Skipping a few paragraphs, Rabbenu Bachaye gives us this gem — explaining the small alef that gets so much attention in the opening word of Vayikra — as noted, in many Midrashim, to be a reflection of the humility with which Moshe undertook his task of being the teacher for the Jewish people.
We know the Torah begins this book saying “vayikra el moshe” (and He called to Moshe). Shouldn’t the formulation follow how the Torah begins every introduction to G-d’s speech? Just as its says, “vaydaber Hashem el…” or “vayomer Hashem el…,” shouldn’t it say “vayikra Hashem el...?”
The answer is “No.”
The Book of Vayikra, of course, is its own book. But it is strongly connected to what immediately preceded it, namely the end of the book of Shmos.
The word vayikra contains a small letter alef at its end, to teach us something profound. It’s not Go- who is speaking to Moshe. It is the “Glory of G-d” that we saw at the end of the book of Shmos, filling the Mishkan, talking to Moshe. That Glory of G-d (K’vod Hashem) refers to something we saw a long time ago. A different small letter which is involved in creation — the letter heh in the word b’hibaram (Bereshit 2:4) — “These are the annals of the heaven and earth ‘when they were created.”
Rabbenu Bachaye argues that the Glory of G-d that is calling Moshe at the beginning of our parsha in “vayikra el Moshe” is the heh of b’hibaram. He goes on to say this is why the alef is smaller in the opening word of Vayikra, to help us connect the dots through two messages we can take from Rabbenu Bachaye.
The first is to realize and recognize that fulfillment and meaning in life stems from being humble. Honor and kavod come to those who earn it, not those who seek it. Being humble or practicing humility does not mean a person must hide or live under a rock. It does mean that a person goes about doing what one does because it’s right, and doesn’t seek the honors, or tell anyone of what they’ve done, to get external honor. This is not to suggest that a name can’t go on a building! It is to suggest that going around and telling everyone how special you are is not a humble practice.
The second lesson is about G-d’s role in the world, as Creator in the B’hibaram sense, and as the One who communicates His will to Moshe Rabbenu: vayikra with a small alef, connected to the small Heh reminds us that even the sacrificial order is part of G-d’s plan for His world. We don’t always understand His plan, but He is there. Sometimes we need a small alef to remind us of a small heh that is at the heart of the Creation story. That small heh comes immediately after Shabbos, which immediately follows the creation of mankind.

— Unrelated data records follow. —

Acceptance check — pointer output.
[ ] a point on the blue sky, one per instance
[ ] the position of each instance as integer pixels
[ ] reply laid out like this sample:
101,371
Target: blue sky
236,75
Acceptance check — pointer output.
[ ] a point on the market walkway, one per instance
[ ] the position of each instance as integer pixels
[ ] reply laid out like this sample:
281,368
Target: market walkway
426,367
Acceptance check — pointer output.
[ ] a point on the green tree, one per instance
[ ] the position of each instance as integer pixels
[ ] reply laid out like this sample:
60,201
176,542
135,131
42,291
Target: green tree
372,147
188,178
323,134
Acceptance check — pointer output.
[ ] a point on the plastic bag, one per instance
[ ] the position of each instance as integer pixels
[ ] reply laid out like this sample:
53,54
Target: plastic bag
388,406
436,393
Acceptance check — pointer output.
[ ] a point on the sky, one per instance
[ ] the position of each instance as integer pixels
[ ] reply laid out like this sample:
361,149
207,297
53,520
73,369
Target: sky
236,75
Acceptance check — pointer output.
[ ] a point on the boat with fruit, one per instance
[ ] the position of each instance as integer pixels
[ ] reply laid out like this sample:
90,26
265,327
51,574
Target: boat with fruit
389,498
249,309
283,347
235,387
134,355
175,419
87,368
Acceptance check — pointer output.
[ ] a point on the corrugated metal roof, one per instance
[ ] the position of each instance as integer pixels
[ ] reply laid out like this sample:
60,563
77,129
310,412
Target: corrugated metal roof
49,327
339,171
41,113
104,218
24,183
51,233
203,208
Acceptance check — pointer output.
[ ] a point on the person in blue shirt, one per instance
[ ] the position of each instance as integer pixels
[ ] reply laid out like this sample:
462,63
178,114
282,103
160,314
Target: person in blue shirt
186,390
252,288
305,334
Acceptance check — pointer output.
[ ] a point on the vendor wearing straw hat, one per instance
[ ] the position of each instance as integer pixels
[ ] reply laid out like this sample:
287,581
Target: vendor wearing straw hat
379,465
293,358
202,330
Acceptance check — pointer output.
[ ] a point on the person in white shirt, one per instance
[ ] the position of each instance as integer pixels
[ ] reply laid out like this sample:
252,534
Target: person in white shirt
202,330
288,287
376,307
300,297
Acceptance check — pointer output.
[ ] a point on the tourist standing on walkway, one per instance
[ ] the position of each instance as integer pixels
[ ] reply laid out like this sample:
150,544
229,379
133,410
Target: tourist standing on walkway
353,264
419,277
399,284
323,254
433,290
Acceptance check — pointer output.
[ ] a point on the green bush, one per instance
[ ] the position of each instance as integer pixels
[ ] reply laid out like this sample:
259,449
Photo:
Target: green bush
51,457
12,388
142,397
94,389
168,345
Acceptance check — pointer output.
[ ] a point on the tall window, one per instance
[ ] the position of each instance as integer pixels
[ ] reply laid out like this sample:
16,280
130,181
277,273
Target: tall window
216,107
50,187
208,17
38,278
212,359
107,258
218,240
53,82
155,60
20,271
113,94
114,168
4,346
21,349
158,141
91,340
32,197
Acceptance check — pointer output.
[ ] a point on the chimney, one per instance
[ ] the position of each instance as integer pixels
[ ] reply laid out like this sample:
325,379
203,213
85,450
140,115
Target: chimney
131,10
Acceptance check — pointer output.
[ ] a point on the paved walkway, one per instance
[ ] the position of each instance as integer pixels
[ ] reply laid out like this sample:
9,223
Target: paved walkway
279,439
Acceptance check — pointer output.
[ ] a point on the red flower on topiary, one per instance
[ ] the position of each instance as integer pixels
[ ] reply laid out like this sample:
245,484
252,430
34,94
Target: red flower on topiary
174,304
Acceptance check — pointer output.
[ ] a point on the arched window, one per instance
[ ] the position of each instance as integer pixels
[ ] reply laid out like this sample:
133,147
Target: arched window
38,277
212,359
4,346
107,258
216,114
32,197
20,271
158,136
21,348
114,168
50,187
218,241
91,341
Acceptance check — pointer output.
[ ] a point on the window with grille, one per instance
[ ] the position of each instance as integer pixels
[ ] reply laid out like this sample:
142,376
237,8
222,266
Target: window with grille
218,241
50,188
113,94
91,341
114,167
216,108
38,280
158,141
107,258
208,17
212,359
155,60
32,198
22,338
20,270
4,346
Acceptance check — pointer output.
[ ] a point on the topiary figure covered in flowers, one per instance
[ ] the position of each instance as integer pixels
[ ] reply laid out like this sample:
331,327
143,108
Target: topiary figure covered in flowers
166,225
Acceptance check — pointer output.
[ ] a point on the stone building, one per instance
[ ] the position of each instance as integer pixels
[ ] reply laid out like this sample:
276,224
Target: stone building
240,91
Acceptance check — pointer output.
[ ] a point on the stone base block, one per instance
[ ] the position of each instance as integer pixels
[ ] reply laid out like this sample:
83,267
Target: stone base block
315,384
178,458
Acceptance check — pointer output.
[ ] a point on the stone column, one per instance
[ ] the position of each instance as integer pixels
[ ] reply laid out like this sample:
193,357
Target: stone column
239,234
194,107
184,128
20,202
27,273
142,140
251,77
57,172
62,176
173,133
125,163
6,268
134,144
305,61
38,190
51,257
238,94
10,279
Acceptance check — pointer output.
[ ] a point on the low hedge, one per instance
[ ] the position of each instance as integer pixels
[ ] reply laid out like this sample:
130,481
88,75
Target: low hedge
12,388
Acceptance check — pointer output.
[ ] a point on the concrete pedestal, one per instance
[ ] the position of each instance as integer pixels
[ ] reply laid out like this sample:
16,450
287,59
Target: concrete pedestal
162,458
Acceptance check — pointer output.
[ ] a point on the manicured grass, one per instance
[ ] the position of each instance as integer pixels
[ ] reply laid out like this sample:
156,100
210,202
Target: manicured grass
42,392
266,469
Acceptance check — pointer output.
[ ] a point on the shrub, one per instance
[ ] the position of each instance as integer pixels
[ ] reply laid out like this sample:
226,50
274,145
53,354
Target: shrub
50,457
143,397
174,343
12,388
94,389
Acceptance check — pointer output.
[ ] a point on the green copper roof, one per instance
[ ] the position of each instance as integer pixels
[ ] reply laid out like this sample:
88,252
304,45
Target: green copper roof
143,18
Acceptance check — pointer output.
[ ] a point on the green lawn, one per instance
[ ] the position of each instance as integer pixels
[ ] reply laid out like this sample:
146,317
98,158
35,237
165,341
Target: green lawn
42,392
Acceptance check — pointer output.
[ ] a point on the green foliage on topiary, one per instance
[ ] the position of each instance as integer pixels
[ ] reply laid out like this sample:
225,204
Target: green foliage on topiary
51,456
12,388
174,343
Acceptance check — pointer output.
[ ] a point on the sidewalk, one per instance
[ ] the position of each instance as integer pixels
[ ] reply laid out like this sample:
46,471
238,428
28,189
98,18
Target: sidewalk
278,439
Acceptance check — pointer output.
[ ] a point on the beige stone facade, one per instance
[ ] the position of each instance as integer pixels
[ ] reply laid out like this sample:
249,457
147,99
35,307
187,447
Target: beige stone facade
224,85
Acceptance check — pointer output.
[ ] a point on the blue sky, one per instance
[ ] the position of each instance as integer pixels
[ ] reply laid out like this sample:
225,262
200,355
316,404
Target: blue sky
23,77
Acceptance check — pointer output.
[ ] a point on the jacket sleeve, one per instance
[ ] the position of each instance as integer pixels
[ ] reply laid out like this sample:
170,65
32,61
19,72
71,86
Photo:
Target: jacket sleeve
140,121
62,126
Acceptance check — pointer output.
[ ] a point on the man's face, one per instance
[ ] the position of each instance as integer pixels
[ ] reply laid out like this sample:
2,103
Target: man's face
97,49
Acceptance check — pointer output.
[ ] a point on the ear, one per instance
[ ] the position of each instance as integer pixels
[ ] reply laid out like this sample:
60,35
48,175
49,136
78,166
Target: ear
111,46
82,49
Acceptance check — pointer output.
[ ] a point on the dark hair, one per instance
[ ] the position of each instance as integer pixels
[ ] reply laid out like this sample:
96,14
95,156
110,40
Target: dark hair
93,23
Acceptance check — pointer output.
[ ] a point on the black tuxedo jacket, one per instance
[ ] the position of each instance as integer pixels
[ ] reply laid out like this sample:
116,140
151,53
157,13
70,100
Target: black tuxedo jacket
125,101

The overall concept of humility, as taught by Shlomo Hamelech in Mishlei and brought to our attention by Rabbenu Bachaye, reminds us that humility leads to yiras Hashem (fear of Heaven), wealth (in the sense of being content with one’s lot), kavod and chaim. Shabbos, tapping into what should unite us and give us the ultimate respect for one another, and simply adjusting how we present ourselves toward others, should be informed by good practices so we all get more out of the human experience.